A change would happen as and when leaders of Muslims sprang from impoverished backgrounds instead of the present practice of leaders hailing from royal and rich families, said one of the activists.
Zafar Aafaq| Caravan Daily
NEW DELHI – There is need for more united efforts on the part of the minorities, the Dalits and other weaker sections of the society to “ably withstand the communal and fascist onslaughts from the ruling establishment against the marginalised sections” of the population. The call was made by a group of activist and academicians at an event held at the Ghalib Academy here on Sunday.
The event, titled ‘A dialogue on the present scenario’, was organised by Karwan-e-Insaf, an association of Muslim activists.
Senior lawyer, Shahid Azad, said Muslims in India must sooner than later wake up from their slumber and become politically conscious to fight the communal agenda of the Hindutva right-wing forces that currently held the reins of power.

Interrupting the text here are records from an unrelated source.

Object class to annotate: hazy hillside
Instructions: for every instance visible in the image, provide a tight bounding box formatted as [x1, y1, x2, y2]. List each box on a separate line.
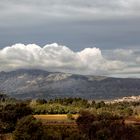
[0, 69, 140, 99]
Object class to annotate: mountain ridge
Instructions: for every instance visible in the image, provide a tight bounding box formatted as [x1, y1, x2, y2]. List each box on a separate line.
[0, 69, 140, 99]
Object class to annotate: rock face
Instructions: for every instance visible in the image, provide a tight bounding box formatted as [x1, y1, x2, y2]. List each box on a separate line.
[0, 69, 140, 99]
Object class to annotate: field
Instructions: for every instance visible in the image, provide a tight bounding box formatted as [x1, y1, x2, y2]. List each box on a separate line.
[34, 114, 78, 120]
[34, 114, 140, 126]
[125, 116, 140, 125]
[34, 114, 80, 139]
[34, 114, 79, 125]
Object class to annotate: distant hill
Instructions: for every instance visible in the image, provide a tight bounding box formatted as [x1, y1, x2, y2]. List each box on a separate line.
[0, 69, 140, 99]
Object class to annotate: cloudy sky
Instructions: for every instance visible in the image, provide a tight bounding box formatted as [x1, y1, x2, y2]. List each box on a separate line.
[0, 0, 140, 77]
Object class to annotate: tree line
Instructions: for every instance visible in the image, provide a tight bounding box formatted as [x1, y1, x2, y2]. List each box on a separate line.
[0, 93, 140, 140]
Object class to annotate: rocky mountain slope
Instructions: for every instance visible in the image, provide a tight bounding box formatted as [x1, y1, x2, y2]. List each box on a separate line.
[0, 69, 140, 99]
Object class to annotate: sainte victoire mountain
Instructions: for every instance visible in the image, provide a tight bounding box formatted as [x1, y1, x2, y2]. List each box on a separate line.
[0, 69, 140, 99]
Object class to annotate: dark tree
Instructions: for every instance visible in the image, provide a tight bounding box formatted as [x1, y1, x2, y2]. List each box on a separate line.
[0, 103, 32, 133]
[76, 110, 96, 138]
[13, 115, 45, 140]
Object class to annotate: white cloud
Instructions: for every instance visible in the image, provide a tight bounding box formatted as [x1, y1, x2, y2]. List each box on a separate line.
[0, 43, 125, 75]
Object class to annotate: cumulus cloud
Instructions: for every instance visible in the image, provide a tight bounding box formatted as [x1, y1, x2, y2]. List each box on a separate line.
[0, 43, 125, 75]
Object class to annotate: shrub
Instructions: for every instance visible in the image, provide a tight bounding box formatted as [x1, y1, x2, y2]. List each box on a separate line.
[67, 113, 74, 120]
[13, 115, 45, 140]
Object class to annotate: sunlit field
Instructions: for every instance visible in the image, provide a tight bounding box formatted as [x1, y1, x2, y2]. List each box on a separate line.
[34, 114, 79, 122]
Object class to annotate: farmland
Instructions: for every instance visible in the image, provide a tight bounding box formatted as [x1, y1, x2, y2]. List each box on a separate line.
[1, 94, 140, 140]
[34, 114, 78, 121]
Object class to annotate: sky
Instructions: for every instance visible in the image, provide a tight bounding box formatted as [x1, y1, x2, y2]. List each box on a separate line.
[0, 0, 140, 77]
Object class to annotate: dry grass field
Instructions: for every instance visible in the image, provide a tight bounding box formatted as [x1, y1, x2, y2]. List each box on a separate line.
[34, 114, 79, 121]
[34, 114, 79, 127]
[125, 116, 140, 125]
[34, 114, 140, 126]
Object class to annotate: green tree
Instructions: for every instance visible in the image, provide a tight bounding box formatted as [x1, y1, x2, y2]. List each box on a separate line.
[13, 115, 45, 140]
[36, 99, 47, 105]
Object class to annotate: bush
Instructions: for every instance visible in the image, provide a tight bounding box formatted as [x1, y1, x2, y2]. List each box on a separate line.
[0, 103, 32, 133]
[67, 113, 74, 120]
[13, 115, 45, 140]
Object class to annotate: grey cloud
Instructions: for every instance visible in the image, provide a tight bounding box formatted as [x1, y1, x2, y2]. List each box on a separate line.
[1, 16, 140, 51]
[0, 0, 140, 68]
[103, 48, 140, 77]
[105, 49, 135, 62]
[1, 0, 140, 25]
[104, 48, 140, 62]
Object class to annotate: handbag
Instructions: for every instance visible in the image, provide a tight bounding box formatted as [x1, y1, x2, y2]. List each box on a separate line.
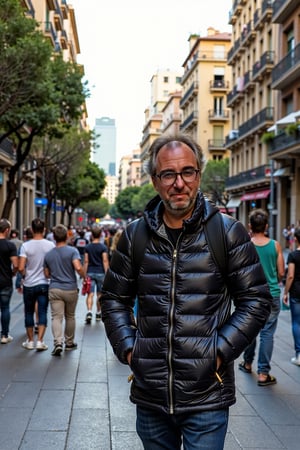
[81, 276, 92, 295]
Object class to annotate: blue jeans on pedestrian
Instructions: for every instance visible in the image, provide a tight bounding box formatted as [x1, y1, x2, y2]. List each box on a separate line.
[289, 297, 300, 355]
[136, 405, 229, 450]
[23, 284, 49, 328]
[87, 273, 105, 295]
[243, 296, 280, 374]
[0, 286, 13, 337]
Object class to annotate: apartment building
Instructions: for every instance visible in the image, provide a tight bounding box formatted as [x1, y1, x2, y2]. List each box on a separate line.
[140, 70, 182, 185]
[268, 0, 300, 234]
[160, 91, 182, 135]
[180, 28, 232, 163]
[225, 0, 276, 229]
[103, 175, 118, 205]
[0, 0, 83, 231]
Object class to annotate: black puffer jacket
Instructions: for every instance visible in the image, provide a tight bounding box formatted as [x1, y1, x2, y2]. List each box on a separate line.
[101, 193, 272, 414]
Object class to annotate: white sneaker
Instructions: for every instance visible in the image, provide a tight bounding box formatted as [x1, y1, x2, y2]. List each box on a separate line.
[22, 340, 34, 350]
[1, 335, 13, 344]
[36, 341, 48, 351]
[291, 355, 300, 366]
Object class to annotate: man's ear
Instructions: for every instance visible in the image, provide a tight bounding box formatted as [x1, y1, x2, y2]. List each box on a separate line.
[151, 176, 159, 192]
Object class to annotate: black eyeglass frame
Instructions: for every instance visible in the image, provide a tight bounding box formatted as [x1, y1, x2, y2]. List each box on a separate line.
[155, 168, 200, 186]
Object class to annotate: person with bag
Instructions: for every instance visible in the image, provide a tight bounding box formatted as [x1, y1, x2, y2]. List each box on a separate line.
[283, 227, 300, 365]
[239, 209, 285, 385]
[83, 225, 109, 324]
[100, 132, 272, 450]
[44, 225, 84, 356]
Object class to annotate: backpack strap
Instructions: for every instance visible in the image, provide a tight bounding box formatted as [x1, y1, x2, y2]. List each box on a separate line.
[203, 212, 227, 277]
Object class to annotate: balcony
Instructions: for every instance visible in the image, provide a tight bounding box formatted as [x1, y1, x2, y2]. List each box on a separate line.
[209, 79, 229, 92]
[208, 139, 226, 152]
[239, 107, 274, 139]
[240, 20, 256, 47]
[61, 0, 69, 19]
[180, 111, 198, 131]
[0, 138, 15, 168]
[54, 3, 64, 31]
[60, 29, 68, 50]
[272, 0, 299, 24]
[46, 0, 56, 10]
[226, 164, 270, 190]
[20, 0, 35, 18]
[243, 70, 255, 91]
[227, 37, 241, 65]
[179, 82, 198, 108]
[254, 0, 273, 30]
[268, 129, 300, 158]
[208, 109, 230, 122]
[252, 50, 275, 81]
[272, 43, 300, 90]
[227, 84, 244, 107]
[44, 21, 57, 47]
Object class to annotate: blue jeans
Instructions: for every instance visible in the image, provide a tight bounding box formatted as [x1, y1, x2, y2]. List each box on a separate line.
[0, 286, 13, 337]
[23, 284, 49, 328]
[289, 297, 300, 355]
[136, 405, 229, 450]
[87, 273, 105, 294]
[243, 296, 280, 374]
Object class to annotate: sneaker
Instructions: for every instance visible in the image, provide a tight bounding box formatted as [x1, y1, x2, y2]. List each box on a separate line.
[85, 312, 92, 324]
[291, 355, 300, 366]
[22, 340, 34, 350]
[1, 335, 13, 344]
[65, 342, 78, 351]
[96, 312, 102, 321]
[36, 341, 48, 351]
[51, 344, 63, 356]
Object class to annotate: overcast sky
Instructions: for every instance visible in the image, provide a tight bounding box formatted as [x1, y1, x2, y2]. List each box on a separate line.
[70, 0, 232, 161]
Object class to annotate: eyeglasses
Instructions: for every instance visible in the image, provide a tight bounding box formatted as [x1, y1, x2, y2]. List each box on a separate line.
[155, 168, 200, 186]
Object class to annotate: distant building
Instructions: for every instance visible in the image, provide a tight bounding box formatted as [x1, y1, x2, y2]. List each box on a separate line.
[103, 175, 119, 205]
[93, 117, 117, 175]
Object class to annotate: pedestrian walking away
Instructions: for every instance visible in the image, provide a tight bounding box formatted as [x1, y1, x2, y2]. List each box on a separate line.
[101, 132, 272, 450]
[18, 218, 55, 351]
[239, 208, 285, 386]
[83, 225, 109, 324]
[0, 218, 18, 344]
[44, 224, 85, 356]
[283, 227, 300, 366]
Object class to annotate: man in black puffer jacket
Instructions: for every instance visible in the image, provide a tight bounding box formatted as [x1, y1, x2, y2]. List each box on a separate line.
[101, 133, 272, 450]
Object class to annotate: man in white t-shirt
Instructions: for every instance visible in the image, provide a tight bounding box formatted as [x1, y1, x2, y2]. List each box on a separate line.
[19, 218, 55, 351]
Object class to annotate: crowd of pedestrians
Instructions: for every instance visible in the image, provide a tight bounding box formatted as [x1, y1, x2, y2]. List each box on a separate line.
[0, 218, 121, 356]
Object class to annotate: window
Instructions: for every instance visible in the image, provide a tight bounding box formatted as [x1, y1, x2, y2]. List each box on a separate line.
[163, 76, 169, 83]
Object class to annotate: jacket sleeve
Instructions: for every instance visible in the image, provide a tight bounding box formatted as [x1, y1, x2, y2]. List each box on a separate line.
[100, 223, 137, 364]
[217, 218, 272, 363]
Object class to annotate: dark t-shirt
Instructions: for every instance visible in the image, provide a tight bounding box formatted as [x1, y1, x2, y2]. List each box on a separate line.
[0, 239, 17, 288]
[85, 242, 108, 274]
[287, 249, 300, 297]
[74, 237, 88, 255]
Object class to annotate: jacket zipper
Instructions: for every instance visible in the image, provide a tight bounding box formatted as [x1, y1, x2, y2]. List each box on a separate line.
[168, 245, 180, 415]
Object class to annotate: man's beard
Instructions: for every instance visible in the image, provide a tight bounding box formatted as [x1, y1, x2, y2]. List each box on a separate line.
[163, 195, 196, 217]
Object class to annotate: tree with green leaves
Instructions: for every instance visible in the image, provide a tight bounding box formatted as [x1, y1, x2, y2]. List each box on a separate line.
[200, 158, 229, 208]
[115, 186, 140, 219]
[80, 198, 110, 222]
[131, 183, 156, 213]
[0, 1, 88, 218]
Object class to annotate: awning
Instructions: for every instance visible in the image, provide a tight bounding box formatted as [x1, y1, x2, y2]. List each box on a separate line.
[241, 189, 271, 201]
[273, 167, 291, 177]
[267, 110, 300, 132]
[226, 196, 242, 208]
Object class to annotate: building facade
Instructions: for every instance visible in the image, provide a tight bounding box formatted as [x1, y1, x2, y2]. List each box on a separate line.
[180, 28, 232, 162]
[93, 117, 117, 176]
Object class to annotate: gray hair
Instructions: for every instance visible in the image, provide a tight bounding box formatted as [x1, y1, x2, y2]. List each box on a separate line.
[145, 132, 205, 176]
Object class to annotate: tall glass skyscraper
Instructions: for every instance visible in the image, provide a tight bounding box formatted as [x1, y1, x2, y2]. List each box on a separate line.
[93, 117, 116, 175]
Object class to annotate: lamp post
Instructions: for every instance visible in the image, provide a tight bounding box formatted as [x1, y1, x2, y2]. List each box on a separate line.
[268, 158, 275, 239]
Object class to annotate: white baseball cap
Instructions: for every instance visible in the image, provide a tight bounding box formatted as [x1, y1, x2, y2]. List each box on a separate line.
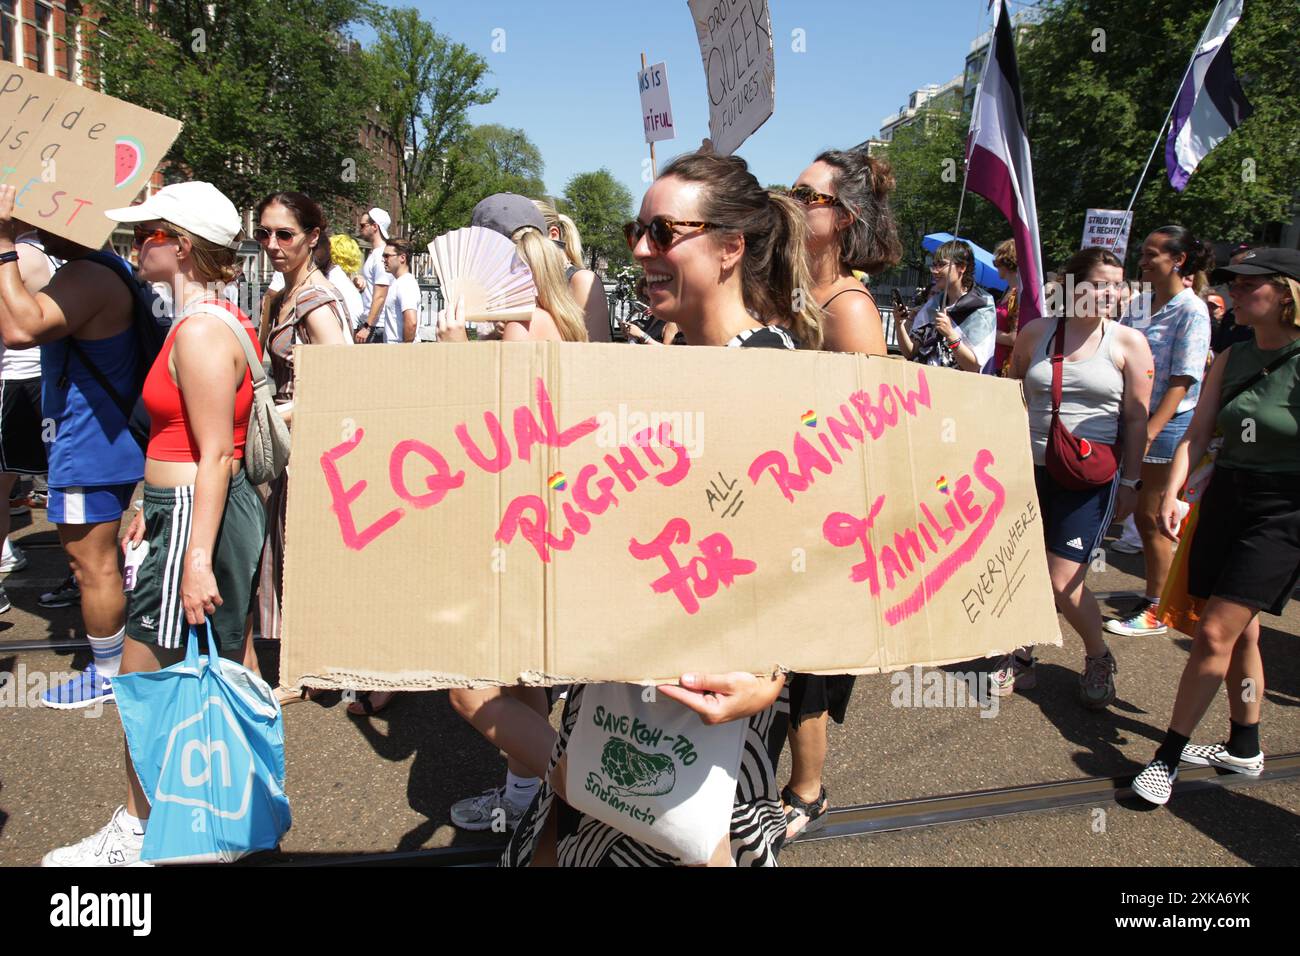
[105, 181, 242, 249]
[368, 207, 391, 240]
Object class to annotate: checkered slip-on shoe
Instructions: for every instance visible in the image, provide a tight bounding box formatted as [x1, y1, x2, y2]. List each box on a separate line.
[1181, 742, 1264, 777]
[1130, 759, 1177, 805]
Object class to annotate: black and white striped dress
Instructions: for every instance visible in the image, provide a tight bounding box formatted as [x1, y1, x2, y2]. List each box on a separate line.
[501, 683, 791, 867]
[501, 323, 797, 868]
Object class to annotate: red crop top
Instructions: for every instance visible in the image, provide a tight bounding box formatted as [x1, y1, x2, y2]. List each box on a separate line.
[143, 300, 262, 462]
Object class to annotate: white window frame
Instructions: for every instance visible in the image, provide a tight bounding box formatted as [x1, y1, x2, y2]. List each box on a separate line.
[0, 0, 21, 66]
[34, 0, 56, 75]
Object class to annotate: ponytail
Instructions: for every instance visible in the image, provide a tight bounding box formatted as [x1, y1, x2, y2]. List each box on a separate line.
[532, 198, 585, 271]
[512, 227, 589, 342]
[660, 150, 823, 350]
[557, 213, 584, 271]
[768, 191, 824, 350]
[1152, 224, 1215, 275]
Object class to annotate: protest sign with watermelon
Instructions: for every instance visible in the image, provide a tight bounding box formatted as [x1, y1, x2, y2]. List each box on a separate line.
[0, 65, 181, 249]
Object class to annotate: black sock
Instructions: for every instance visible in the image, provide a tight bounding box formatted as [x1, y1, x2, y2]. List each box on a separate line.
[1154, 728, 1190, 768]
[1227, 720, 1260, 758]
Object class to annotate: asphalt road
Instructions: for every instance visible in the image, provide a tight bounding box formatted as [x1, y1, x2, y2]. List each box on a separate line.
[0, 500, 1296, 866]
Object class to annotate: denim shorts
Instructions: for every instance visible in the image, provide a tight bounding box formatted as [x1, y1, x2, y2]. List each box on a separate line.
[1145, 408, 1194, 465]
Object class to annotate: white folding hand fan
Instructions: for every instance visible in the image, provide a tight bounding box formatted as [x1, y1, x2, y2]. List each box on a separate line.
[427, 226, 537, 322]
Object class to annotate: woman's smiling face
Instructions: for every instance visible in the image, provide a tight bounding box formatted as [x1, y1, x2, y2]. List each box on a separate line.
[631, 176, 733, 325]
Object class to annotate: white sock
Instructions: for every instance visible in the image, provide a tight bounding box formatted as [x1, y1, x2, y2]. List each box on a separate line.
[119, 811, 146, 835]
[505, 770, 539, 809]
[1, 538, 13, 560]
[87, 627, 126, 678]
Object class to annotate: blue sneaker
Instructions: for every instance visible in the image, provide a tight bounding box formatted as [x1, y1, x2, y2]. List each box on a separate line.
[41, 663, 115, 710]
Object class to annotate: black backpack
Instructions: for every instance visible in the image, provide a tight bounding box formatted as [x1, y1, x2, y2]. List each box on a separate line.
[59, 251, 171, 451]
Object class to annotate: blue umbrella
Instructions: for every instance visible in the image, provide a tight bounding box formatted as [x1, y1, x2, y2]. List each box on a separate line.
[922, 233, 1009, 293]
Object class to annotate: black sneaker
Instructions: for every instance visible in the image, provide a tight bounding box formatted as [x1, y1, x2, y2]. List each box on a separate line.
[39, 575, 80, 609]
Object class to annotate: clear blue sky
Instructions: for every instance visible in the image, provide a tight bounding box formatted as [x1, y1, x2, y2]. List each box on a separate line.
[369, 0, 999, 208]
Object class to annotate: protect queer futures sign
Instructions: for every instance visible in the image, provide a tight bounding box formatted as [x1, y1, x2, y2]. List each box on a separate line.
[687, 0, 775, 157]
[0, 65, 182, 249]
[281, 343, 1062, 689]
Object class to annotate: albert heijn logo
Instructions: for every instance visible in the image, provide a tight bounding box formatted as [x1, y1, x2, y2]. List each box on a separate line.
[154, 696, 256, 821]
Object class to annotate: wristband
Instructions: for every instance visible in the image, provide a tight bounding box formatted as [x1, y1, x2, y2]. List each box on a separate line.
[0, 250, 17, 265]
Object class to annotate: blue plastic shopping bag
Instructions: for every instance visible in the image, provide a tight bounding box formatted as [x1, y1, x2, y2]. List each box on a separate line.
[114, 623, 292, 863]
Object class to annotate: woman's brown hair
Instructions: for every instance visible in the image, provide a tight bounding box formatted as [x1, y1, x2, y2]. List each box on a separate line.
[167, 223, 240, 285]
[814, 149, 902, 275]
[661, 151, 824, 349]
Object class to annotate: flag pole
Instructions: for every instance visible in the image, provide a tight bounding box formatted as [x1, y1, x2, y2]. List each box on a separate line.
[953, 0, 998, 239]
[641, 52, 657, 177]
[1124, 12, 1215, 216]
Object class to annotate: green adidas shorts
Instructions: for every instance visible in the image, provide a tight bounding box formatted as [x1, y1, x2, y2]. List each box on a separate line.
[126, 469, 266, 654]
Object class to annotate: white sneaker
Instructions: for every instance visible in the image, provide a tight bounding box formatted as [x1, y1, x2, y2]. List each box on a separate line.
[0, 543, 27, 573]
[1181, 742, 1264, 777]
[1111, 516, 1143, 554]
[42, 806, 151, 867]
[449, 786, 527, 832]
[988, 653, 1036, 697]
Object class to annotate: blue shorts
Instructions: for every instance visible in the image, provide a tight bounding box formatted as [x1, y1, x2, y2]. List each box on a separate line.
[1034, 466, 1119, 564]
[1145, 408, 1194, 464]
[48, 483, 136, 525]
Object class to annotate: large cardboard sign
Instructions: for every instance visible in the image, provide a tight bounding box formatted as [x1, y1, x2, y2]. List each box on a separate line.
[638, 61, 676, 144]
[282, 344, 1061, 689]
[1081, 209, 1134, 262]
[687, 0, 775, 157]
[0, 66, 181, 248]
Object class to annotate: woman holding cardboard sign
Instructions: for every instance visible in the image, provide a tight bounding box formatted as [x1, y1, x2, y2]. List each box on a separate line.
[780, 147, 900, 839]
[0, 189, 145, 713]
[501, 151, 807, 867]
[42, 181, 267, 866]
[439, 194, 587, 833]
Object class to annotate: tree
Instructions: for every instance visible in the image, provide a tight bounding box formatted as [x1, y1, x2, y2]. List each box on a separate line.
[92, 0, 378, 216]
[407, 124, 547, 240]
[366, 6, 497, 224]
[564, 170, 634, 270]
[880, 112, 1003, 270]
[1017, 0, 1300, 268]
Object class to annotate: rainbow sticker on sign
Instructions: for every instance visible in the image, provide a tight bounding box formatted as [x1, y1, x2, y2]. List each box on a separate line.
[114, 136, 146, 189]
[548, 472, 568, 492]
[801, 410, 817, 428]
[935, 476, 950, 495]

The Ulema must play its role in bringing about a change in the community which largely stood outside of politics now. “Politics is an integral part of religion,” he stressed.
While dissecting the difference between nationalism and patriotism, he slammed the Modi government for “playing politics” on the issue of nationalism. Giving the example of Sir Syed Ahmed Khan who had urged the founder of Indian National Congress to name the party as ‘Congress for Indian Nationals’, Azad said: “Sir Syed had foreseen how communal forces will exploit the diversity of this country.”
Chairman of Karwan-e-Insaaf, SM Anwar Hussain was the chief guest at the event. He focused attention on the “historical, collaborationist role” of right-wing Hindutva forces during India’s freedom movement. “The RSS was hand in glove with British colonisers, and against freedom fighters. As a result, hundreds of activists were either jailed or executed for their pro-freedom campaigns,” Anwar said, and added: “No one here is as patriotic as Muslims who have contributed massively to the Independence movement and nation-building.”
Anwar Hussain said the present government is hurting the integrity of the country by creating divisions on communal lines. He urged activists and people in general to impress upon the secular parties the need to work for the rights of weaker sections and improve their lot.
Speaking at the event, Dr. Ratan Lal, a political activist who teaches history at Delhi University’s Hindu College said that, in today’s India, “Muslims are the only people who are secular” in the true sense of the term. “The reason for this is that they do not have a Muslim leader, and they do not have a Muslim party at the national level.” A change would happen as and when leaders of Muslims sprang from impoverished backgrounds instead of the present practice of leaders hailing from royal and rich families.
He cited the example of lawmakers being elected on reservation basis to Parliament and assemblies. “They are failing to take up the issue of the communities they claim to represent. Whenever we protest for Dalit rights, none of them comes forward with support. You know why. They are more loyal to their parties, their masters, than the communities they represent.”